Ou seja, não se pode destituir um governo simplesmente por estar fraco, este não pode ser o pretexto de impeachment. O instrumento não foi feito pra isso. Foi feito para que, em casos extremos, nos quais ficarem comprovados crimes de responsabilidade, se abra um processo. Impeachment serve para interromper uma situação na qual a presidência da República está visivelmente comprometida com crimes de responsabilidade. E não é o caso. Todo mundo sabe que a Dilma é uma mandatária honesta, comprometida com valores republicanos. Pode-se fazer todo tipo de crítica, mas um impeachment nessas condições seria um golpe branco.
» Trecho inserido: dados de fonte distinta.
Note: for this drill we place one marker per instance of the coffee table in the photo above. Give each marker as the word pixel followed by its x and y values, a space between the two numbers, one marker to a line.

No entanto, não podemos deixar de enxergar que tal movimento existe na sociedade. Creio que, até este momento, ainda é um movimento isolado. Porém, já há setores significativos do PSDB que se manifestaram em favor. Por enquanto, o PSDB, como partido, não aprovou tal proposta e conteve os que são favoráveis. Mas, na bancada de deputados federais, essa é uma posição significativa. E se o principal partido de oposição compra a ideia, ela deixa de ser movimento isolado na sociedade, e passa a ter expressão institucional.
Eu realmente faço votos de que isso não aconteça. E acho que todos aqueles empenhados na solução democrática, onde me incluo, precisam reconhecer que até agora o PSDB não tomou esse rumo. Precisamos trazer o PSDB para a solução democrática, e não empurrá-lo para o lado de um golpe branco. Com relação à renúncia, sempre haverá pressão nesse sentido, hoje pequena. Acredito que a presidente tem uma biografia que mostra capacidade de resistência suficiente pra não chegar a tal.
Estamos diante de um governo fraco. Tal fraqueza deverá continuar por um período não pequeno, o que depende da economia, ainda que não exclusivamente, sendo que ninguém sabe quanto tempo vai durar o processo recessivo e o quão profundo será. Mas acredito que a presidente tem condições de cumprir o mandato, que é o que devemos apoiar, mesmo fazendo as críticas, como eu as faço, a respeito do ajuste recessivo, que considero equivocado.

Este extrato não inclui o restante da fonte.